I nodded, even smiled to reassure her that he was doing just fine.
“That’s good.” She seemed relieved. “I’m glad he’s with you. But keep a close eye on him. Police dogs are never off duty.”
Instead of a badge, a bandage covered Emily’s shoulder. Another wrapped around her midsection. And an IV line ran from her wrist to a plastic bag hanging on a pole near her bed. She also had a hairline skull fracture from where her head hit the concrete. Hospital staff had shaved off part of her long black hair to clean the wound. Her condition had stabilized, but she remained in the hospital for observation because she’d had some minor bleeding on the brain.
Emily acted grateful for company, even though talking seemed a bit of a strain. Mostly, she wanted to gush about her partner.
“Shep’s got more raw talent in his nose than I’ve got in my entire body.”
I laughed. “I’m sure that’s not true.”
But she insisted otherwise. “Seriously, I could be replaced a whole lot easier than he could. Do you know how many police dogs develop bad hips?”
Her previous shepherd had come from a prized K9 bloodline in Czechoslovakia and Emily had to learn Czech commands before she could teach her dog English. They’d spent eight years fighting crime together before her pooch partner went to that big doghouse in
the sky. When Shep became available, Emily jumped at the chance to partner with him.

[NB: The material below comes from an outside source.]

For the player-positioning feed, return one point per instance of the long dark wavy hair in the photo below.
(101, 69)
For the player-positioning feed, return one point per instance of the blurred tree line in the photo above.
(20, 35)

There was some debate whether to change his name. Current K9 policy calls for patrol dogs to respond to formidable names like Nitro. Or Chaos. Or Gunner. All the better to intimidate bad guys into surrendering before the dog is unleashed.
Shep’s name was tame by those standards. But because his primary duty was drug detection, the K9 officials decided not to go through retraining, which can be time consuming and might not be successful in an emergency situation.
Emily also explained that law enforcement dogs aren’t always German shepherds, but can be golden retrievers, Labradors, or even your basic humane society mutt. “It all comes down to the nose.”
I’ve been told more than once that I have a nose for news, but I don’t think that’s what she meant.
Drug-sniffing dogs, like Shep, are trained to scratch at a suspicious package. Bomb-sniffing dogs, however, are trained to sit down next to a questionable item.
“Can you guess why?” she asked.
I was just about to when she feebly pantomimed KABOOM with her fingers. “Two different alerts for two different tasks. That’s why bomb dogs are single purpose.”
Then she explained how scent lineups are popular in Europe, but have been slower to catch on in United States law enforcement. There, the dog takes a whiff of a sock or a crime scene, then is moved past a group of people, including a suspect. If he alerts at the correct one, that’s considered probable cause.
“Well, you probably need to get some rest,” I told her as I glanced at my watch and got up to say goodbye.
But she started quietly reciting all the special skills K-9s can be trained for and it was sort of like that movie scene when Bubba Blue tells Forrest Gump all the ways to prepare shrimp, so I sat back down and zoned out until I heard her mentioning something about dogs who find missing people.
“Tell me more about those again,” I said.
“Search-and-rescue dogs,” she explained. “It’s a very broad category. They look for people buried alive after natural disasters or terrorist attacks. They can track people who’ve committed crimes and fled. Children who wander off. Hunters who lose their way.”